Eine andere Kasse verpflichtete sich, ab 2011 ein noch zu errichtendes Gebäude mit einer Bürofläche von 18 933 m2 zu mieten. Ihr Bedarf betrug aber nur 8000 m². Die Miete lag laut Aufsicht deutlich über der für Büroflächen ortsüblichen Miete.
Zwei weitere Kassen machten mit zu hohen Mieten Verluste von 2,4 Mio. Euro bzw.  5,7 Mio. Euro.

Der Bundesrechnungshof fordert, die Kassen gesetzlich zu verpflichten, Mietvertragsentwürfe den Aufsichtsbehörden vorzulegen und sich Abschluss oder Änderung genehmigen zu lassen. Nur in Einzelfällen folgten die Krankenkassen der „Bitte“ des Bundesversicherungsamtes, es unter Umständen vor Abschluss eines Mietvertrages zu unterrichten, schreiben die Prüfer der Haushalts- und Wirtschaftsführung des Bundes in einem aktuellen Bericht.

Aufsicht ohne Durchblick, mehr Geld für die Chefs

Allerdings: Einen effizienzsteigernden Einfluss hatten die Aufsichtsbehörden auch nicht bei den GKV-Fusionen. Sie genehmigten diese, „ohne dass die wirtschaftlichen Folgen transparent waren“, kritisiert der Bundesrechnungshof. Er rät, Zusammenschlüsse nur zu genehmigen, wenn die fusionsbereiten Kassen „nachweisen können, dass eine wirtschaftliche und leistungsfähige neue Krankenkasse entsteht“. Das BMG soll dafür die gesetzlichen Voraussetzungen schaffen.

1992 bis 2010 ging die Zahl der Krankenkassen durch Fusionen von 1397 auf 160 zurück. Der Bundesrechnungshof prüfte für mehr als ein Viertel der 2007 bis 2009 vollzogenen Fusionen die wirtschaftlichen Auswirkungen. Mit den Verschmelzungen sollten Leistungs- und Verwaltungsausgaben einge­spart werden – was oft nicht gelang. Bei den Ausgaben für Arznei-, Heil- und Hilfsmitteln konnten die Kassen nach der Fusion nur in wenigen Fällen günstigere Konditionen aushandeln. In einem Fall wurden bei Arzneien 65 000 Euro gespart – bei jährlichen Leistungsausgaben von 100 Mio. Euro!

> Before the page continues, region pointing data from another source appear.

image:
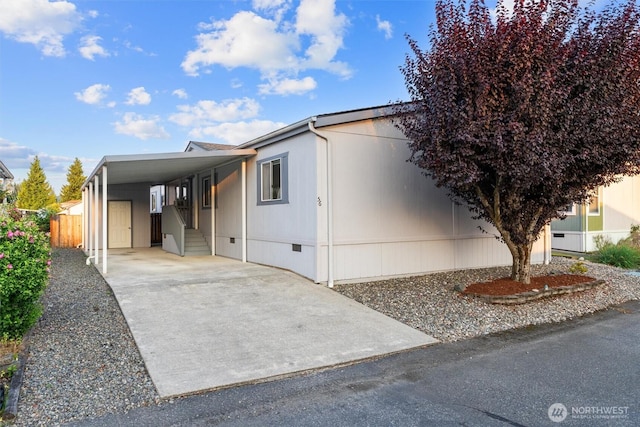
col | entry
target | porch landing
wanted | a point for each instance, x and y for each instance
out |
(206, 322)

Dafür stiegen bei fast allen untersuchten Fusionen die Verwaltungsausgaben im Jahr der Vereinigung an, im Einzelfall um bis zu 18 %. Und auch in den ersten drei Folgejahren sanken die Verwaltungsausgaben nicht. Der Personalbestand blieb nach den Fusionen unverändert, weil Tarifverträge fusionsbedingte Kündigungen ausschlossen.

Bei der Hälfte der vom Bundesrechnungshof untersuchten Fusio­nen erhöhten sich die Vorstandsvergütungen um bis zu 25 %! Eine Kasse gewährte Vorständen, die nach der Fusion aus ihrem Amt ausschieden, Abfindungen in Millionenhöhe. Eine andere beauftragte eine Unternehmensberatung, sie bei mehreren Fusionsvorhaben zu unterstützen. Dafür bezahlte sie 14,3 Mio. Euro.

Fusionskonzepte mit wenig Aussagekraft

Der Gesamteindruck des Bundesrechnungshofs ist: „Die den Fusio­nen zugrunde liegenden Konzepte waren meist lückenhaft, uneinheitlich und wenig aussagekräftig. Angaben zu Auswirkungen auf Organisation, Personal und Finanzen fehlten überwiegend.“

Das Bundesgesundheitsministerium hält dagegen die Aussagen des Rechnungshofs für nicht repräsentativ. Innerhalb von knapp drei Jahren könnten sich die mittel- bis langfristigen Wirkungen einer Vereinigung von Krankenkassen kaum zeigen. Allerdings räumt  das BMG ein, dass es keinen Überblick hat, um die Auswirkungen der Fusionen zu bewerten.